Mayor questions City Council spending
Mayor Gabriel J. Campana revealed what he said are City Council’s alleged unauthorized expenses of the city budget.
On Saturday, when a front-page story in the Sun-Gazette updated readers about the status of the attorney general’s review of questionable expenses by Campana in 2015 and 2016, the mayor went on the offensive.
“City Council, without going through its finance committee, in 2015 authorized pulling $1,500 from the budget to buy a ‘peace pole’ that was placed at the 600 block of Second Street,” Campana said.
That block of Second Street is an area where city police frequently respond to incidents and where shootings occurred in the recent past, according to city police records.

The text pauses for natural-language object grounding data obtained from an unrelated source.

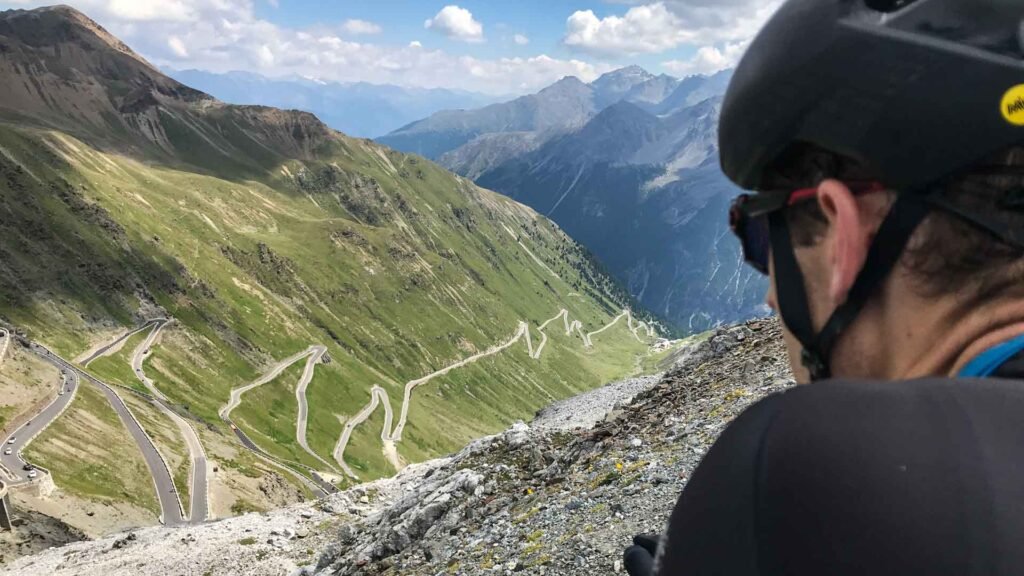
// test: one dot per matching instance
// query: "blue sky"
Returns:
(493, 46)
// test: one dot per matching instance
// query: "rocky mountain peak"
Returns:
(565, 85)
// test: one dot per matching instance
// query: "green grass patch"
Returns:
(92, 455)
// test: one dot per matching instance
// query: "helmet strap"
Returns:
(894, 234)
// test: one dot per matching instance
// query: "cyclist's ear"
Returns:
(848, 239)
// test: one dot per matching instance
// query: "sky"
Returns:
(499, 47)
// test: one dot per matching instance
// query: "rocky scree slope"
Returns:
(567, 502)
(536, 499)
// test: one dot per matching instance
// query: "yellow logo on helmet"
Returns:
(1013, 106)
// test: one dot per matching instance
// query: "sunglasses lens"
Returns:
(757, 243)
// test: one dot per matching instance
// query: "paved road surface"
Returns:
(379, 396)
(5, 336)
(123, 337)
(199, 489)
(300, 396)
(20, 438)
(170, 506)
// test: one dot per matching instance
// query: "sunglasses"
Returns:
(749, 217)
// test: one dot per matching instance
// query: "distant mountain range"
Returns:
(126, 196)
(628, 165)
(357, 109)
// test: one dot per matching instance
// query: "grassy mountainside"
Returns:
(124, 194)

The peace pole was in response to the Beloved Community organization wanting to get a symbol on the troubled block, where many families with children live, according to city Councilman Randall J. Allison.
The organization contacted Campana and former council President Bill Hall through letters, asking both to support the idea, and Hall responded.
The traveling expense for two individuals from Alabama was $800, lodging and food, $250 and materials and labor for the peace pole, $200, according to finance department records.
Hall used money from the council’s legislative contingency line authorized by Hall as department head for council, after Hall spoke with others on council.
Campana further alleged that council gets free soda.
“Council also gets free soda for its committee and council meetings,” Campana said.
The sodas cost $18 a year, according to city financial records.
Most recently, a case of soda was purchased by Allison with his own money, according to the councilman.
The drinks are for anyone in City Hall, he said.
Councilwoman Bonnie Katz said council tries the best it can and questioned why he is going back on the peace pole issue? The pole is appreciated in the neighborhood, Katz said.
“I feel bad the mayor is pulling at straws,” Katz said. “We were all given the answer when this happened. This was done for the good of the neighborhood.”